There are many arguments that the space shuttle program's side effects helped win the cold war, foster modern communications, inspire generations to study science, ...

Those are good things, without stating its known direct accomplishments.



People debate whether the Human Brain Project was a failure, despite the fact that it generated a lot of new research.

In 2025 dollars, the cost for the Human Brain Project is just under $2 billion. In 2025 dollars, the Space Shuttle total cost is $311 billion. NASA spends about $3 billion every year on the ISS - more than the entire Human Brain Project.

The problem is that people are able to look at the Human Brain Project, and say that despite important research coming out of it, it might not have been a good idea (again, this gets debated). But people act as if some research coming out of NASA's endeavors entirely justifies them. When people refuse to look at things critically, resources almost invariably end up misallocated.


I am not saying that because good things happened that there was no waste. However, to say that nothing good came from (or can come from) something and it was a waste is stating something else entirely.


Not sure whats your problem, why can't we have both?

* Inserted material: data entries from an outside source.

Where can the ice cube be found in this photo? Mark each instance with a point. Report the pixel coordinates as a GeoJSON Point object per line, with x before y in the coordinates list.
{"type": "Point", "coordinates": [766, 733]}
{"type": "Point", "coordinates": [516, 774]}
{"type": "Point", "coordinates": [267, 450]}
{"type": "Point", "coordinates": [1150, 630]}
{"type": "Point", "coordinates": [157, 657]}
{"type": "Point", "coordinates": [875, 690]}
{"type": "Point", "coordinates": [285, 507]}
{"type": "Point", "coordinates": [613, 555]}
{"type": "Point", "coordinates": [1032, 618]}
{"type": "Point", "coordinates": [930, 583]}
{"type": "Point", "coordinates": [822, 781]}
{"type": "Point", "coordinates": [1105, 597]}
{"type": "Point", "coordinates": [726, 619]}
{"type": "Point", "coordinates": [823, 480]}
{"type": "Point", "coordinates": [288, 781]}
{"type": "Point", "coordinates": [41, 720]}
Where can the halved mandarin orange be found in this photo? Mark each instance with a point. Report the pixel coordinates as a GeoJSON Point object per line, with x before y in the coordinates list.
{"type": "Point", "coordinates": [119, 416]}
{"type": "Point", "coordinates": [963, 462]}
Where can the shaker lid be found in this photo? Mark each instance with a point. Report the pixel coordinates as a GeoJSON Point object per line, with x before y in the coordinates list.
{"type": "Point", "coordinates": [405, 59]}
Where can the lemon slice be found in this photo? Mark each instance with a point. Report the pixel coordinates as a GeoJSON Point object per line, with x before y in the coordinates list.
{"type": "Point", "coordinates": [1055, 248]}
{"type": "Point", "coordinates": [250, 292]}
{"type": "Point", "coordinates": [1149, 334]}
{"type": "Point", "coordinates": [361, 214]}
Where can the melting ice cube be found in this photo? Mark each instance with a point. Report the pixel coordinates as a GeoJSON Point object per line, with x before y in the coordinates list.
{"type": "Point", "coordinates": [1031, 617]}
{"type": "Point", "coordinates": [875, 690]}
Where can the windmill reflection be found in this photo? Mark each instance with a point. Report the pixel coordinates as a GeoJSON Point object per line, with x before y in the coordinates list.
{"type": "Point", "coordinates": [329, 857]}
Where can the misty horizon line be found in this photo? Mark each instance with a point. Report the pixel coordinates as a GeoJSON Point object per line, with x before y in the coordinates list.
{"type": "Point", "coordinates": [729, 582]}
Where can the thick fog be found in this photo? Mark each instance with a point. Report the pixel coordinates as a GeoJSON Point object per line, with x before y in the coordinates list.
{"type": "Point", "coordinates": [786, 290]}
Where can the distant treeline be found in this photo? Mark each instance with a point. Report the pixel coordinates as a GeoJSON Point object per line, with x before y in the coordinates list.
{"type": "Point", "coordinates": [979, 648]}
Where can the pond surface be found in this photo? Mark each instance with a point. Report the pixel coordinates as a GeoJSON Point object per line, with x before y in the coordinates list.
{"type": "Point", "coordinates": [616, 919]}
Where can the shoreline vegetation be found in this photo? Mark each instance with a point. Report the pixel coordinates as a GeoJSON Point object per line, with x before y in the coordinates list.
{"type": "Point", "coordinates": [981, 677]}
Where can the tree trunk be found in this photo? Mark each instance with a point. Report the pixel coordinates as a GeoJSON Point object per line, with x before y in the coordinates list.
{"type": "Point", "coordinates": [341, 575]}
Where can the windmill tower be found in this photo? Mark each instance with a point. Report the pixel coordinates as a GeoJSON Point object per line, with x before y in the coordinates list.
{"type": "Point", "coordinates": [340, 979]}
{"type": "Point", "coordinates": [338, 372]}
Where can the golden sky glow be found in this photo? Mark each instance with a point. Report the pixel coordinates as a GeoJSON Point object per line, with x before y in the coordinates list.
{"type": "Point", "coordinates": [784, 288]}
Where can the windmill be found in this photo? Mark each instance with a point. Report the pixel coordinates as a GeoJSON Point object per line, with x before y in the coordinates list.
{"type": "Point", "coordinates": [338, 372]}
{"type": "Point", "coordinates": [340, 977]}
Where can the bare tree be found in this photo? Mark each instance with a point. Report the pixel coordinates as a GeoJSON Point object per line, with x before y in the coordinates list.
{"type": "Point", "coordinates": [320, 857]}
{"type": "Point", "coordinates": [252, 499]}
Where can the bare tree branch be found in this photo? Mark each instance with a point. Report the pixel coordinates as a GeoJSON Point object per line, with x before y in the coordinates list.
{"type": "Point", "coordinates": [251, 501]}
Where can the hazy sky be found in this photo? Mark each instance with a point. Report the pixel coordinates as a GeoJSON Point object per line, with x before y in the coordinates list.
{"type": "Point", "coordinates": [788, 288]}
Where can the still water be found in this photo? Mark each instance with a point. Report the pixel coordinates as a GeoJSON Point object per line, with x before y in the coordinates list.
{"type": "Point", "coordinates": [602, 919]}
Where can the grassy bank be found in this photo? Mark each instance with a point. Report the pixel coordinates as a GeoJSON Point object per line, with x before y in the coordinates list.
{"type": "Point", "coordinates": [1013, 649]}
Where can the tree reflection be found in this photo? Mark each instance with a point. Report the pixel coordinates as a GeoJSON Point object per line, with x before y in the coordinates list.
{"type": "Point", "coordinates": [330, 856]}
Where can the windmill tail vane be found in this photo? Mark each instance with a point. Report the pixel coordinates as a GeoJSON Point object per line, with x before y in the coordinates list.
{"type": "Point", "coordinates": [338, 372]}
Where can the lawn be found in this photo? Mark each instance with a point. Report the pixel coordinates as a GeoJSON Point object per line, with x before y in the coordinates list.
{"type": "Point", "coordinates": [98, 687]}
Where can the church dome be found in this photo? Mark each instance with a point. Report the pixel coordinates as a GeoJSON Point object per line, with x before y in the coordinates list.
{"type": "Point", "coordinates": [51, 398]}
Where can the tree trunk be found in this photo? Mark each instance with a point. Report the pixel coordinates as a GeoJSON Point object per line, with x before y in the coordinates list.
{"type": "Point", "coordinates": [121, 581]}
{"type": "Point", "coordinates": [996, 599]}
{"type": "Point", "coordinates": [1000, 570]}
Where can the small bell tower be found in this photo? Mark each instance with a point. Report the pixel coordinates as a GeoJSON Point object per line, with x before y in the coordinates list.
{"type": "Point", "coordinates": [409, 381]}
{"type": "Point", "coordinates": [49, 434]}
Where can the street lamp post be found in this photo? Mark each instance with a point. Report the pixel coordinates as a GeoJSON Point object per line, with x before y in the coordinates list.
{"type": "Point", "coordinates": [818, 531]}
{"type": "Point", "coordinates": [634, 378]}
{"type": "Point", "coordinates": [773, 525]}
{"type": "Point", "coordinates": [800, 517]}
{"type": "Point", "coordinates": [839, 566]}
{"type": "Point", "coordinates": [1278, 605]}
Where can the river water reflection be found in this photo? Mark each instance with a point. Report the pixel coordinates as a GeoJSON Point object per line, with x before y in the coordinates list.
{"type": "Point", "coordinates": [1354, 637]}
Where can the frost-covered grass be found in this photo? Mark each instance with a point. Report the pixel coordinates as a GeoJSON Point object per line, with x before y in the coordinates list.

Those are definitely not money wasted - for waste look at things in ballpark of trillions like meaningless wars for made up reasons that destabilized whole parts of world and killed millions of civilians, look at various ways ultra rich and their companies avoid paying even bare minimum taxes and contributing back to societies form which they siphoned those vast amounts of cash.

These are peanuts which keep giving back to whole mankind and our future, instead of destroying it.


> Not sure whats your problem, why can't we have both?

Because resources are limited? Any money going to, say, SLS is money that can't go to another project. This would be true even if NASA's budget were 10x bigger.

I'm not sure what it is about NASA that leads people to pretending that we have infinite budgets. In just about any other area, we can have a discussion about whether or not this is a good allocation of resources (for instance, the Human Brain Project I mentioned before). But when NASA comes up, this goes out the window and we're supposed to believe projects like the SLS are tantamount to being free, and that they aren't diverting resources from other potential NASA projects.